The Tesla Model S has been chosen not just because of its techie cred, but also because Tesla has actually invested real resources in digital security. In fact, as we have previously covered Tesla hired “hacker princess” Kristen Paget away from Apple. Tesla has also pioneered an open vulnerability disclosure program, so anyone can report flaws in the car’s security. A first among automakers.
Still, Tesla isn’t too excited about the contest. Forbes reports that the Palo Alto based firm is neither involved with the contest nor very supportive. That is understandable, given that any success at the SyScan conference will make Tesla look bad, even if a Model S might in fact be significantly more challenging to hack than another product.
Even so, a successful hack is pretty likely. As Forbes has previously reported DARPA, the Defense Advanced Research Projects Agency, has already been researching inserting malicious code into cars; and the news isn’t good, because apparently it isn’t that hard.
Two researchers, Charlie Miller and Chris Valasek were able to remotely control cars from Ford and Toyota, activating the brakes and interfering with steering. Another reason to not love electric power steering.
With that in mind it is unlikely that the SyScan competition will produce good news about the Tesla’s security, but the competition itself might be the best news possible.

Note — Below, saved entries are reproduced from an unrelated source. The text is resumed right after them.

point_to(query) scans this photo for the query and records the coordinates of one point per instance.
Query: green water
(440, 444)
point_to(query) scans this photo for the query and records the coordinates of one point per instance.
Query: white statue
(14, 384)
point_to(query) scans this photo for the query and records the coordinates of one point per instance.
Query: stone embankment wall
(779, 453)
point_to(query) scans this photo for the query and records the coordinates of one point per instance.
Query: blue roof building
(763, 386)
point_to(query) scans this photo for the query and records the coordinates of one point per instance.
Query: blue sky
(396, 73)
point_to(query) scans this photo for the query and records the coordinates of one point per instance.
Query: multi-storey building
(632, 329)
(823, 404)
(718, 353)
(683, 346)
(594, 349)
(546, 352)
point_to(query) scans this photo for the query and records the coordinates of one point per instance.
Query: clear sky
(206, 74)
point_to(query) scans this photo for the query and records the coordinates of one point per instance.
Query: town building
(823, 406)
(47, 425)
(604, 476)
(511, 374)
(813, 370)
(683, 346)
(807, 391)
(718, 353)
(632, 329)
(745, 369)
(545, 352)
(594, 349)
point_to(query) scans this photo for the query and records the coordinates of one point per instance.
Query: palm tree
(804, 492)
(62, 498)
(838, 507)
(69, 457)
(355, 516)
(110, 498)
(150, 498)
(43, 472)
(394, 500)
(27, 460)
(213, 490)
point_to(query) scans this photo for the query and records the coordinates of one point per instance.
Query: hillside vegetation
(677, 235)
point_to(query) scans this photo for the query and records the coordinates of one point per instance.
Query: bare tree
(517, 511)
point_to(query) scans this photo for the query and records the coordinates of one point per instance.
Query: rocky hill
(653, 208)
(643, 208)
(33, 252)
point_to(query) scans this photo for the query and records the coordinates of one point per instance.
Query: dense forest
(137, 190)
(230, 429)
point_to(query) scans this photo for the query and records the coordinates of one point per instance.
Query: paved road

Digital cars aren’t going away, in fact with widespread sales of autonomous cars on the horizon cars are about to get much more dependent on computers, and potentially networking. With that in mind, digital security may end up being a major issue in the industry, and one automakers are loathe to discuss. With that in mind, any attention drawn to the issue, like that from the SyScan conference may end up being critical to ensure that cars in the digital age are safe and secure.